Ende des Monats ist es wieder soweit: der Nannen Preis, eine der begehrtesten Auszeichnungen für Journalisten, wird am 28. April 2016 in Hamburg verliehen. Allein in der Kategorie Reportage wurden dieses Jahr rund 400 Einreichungen gezählt, darunter viele Porträts über Geflüchtete, die eines der wichtigsten Themen des vergangenen Jahres aufgreifen.
Was die Kategorie Porträt auszeichnet und warum sie unter Journalisten so hoch angesehen ist, beleuchtet dieser Beitrag aus unserer Reihe „Journalistische Darstellungsformen“.
Was ist ein journalistisches Porträt?
Den Begriff Porträt assoziieren die meisten Menschen zunächst mit einem Gemälde oder Foto statt mit einem geschriebenen Text – und damit liegen sie gar nicht so falsch: Ein Porträt ist eine möglichst tiefgehende Momentaufnahme des Lebens einer bestimmten Person. Anders als in manchen Formen der Kunst darf ein journalistisches Porträt jedoch nicht verzerren oder überspitzen, sondern unterliegt dem Anspruch einer wahrheitsgemäßen Darstellung aus verschiedenen Perspektiven.
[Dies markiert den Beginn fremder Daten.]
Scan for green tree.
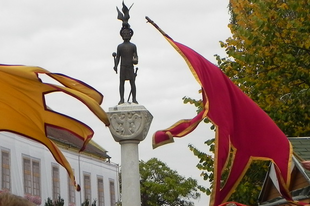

Während ein kurzes Porträt (ca. 50-100 Zeilen) auch der kurzen Vorstellung einer Person oder eines Unternehmen dienen kann, gehört ein langes Porträt (oft mehr als 200 Zeilen) wie das Interview und die Reportage zu den erzählenden Darstellungsformen und damit zu den Königsklassen des Journalismus. Die Übergänge zur Reportage sind bei einem langen Porträt fließend: Wenn sich eine Reportage um den Charakter, das Denken und Fühlen einer bestimmten Person dreht, spricht man von einem Porträt. Auch Elemente von Feature, Interview und Bericht kreuzen das Genre. Darum bildet das lange Porträt streng genommen keine eigene Gattung, sondern setzt sich aus verschiedenen journalistischen Darstellungsformen zusammen. Diese Gestaltungsfreiheit macht es jedoch keinesfalls leichter, ein gutes Porträt zu schreiben – neben tiefgreifendem Faktenwissen und sorgfältiger Recherche setzt es eine scharfe Beobachtungsgabe und viel Fingerspitzengefühl von einem Journalisten voraus.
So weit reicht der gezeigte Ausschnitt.